We’re moving in a few days, and a lot of brain-space has been going to tying up loose ends at work and getting ready to have all our stuff shifted to Oxfordshire. The move is proceeding as planned; we know where we’re going to, and we’re looking forward to it.

In contrast, June has not been the most productive month for writing fiction, although it hasn’t entirely stagnated. Today I finished the first draft of a story that had been going well but then ran out of steam. It’s really the first story I’ve written where I hardly knew where I was going. I started with an idea — a certain character, in a certain place, at a certain time.

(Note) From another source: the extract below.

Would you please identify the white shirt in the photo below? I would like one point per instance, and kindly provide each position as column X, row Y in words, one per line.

I found a first sentence, took a deep breath, and dived in.

But after a few thousand words that went just swimmingly, I ran out of water. Oddly, that happened at about the same time that I realised what the story was about. For the first time, I knew where I should be going with the story, and … I couldn’t go there.

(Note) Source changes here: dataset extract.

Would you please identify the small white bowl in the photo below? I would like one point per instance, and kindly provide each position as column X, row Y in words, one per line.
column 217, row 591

It turns out that my many distractions this month have been a blessing in disguise for this particular story. I came back to it this weekend, having forgotten a good portion of what I had been thinking. I jumped back in at the point where I’d stopped, and I finished the story.

This isn’t my usual experience of writing. Previously, I’ve done what I knew needed doing. I’ve made the stops and obeyed the signals, and that’s worked well. But this story was different. Maybe it’s the story that decides how it is written, not the writer?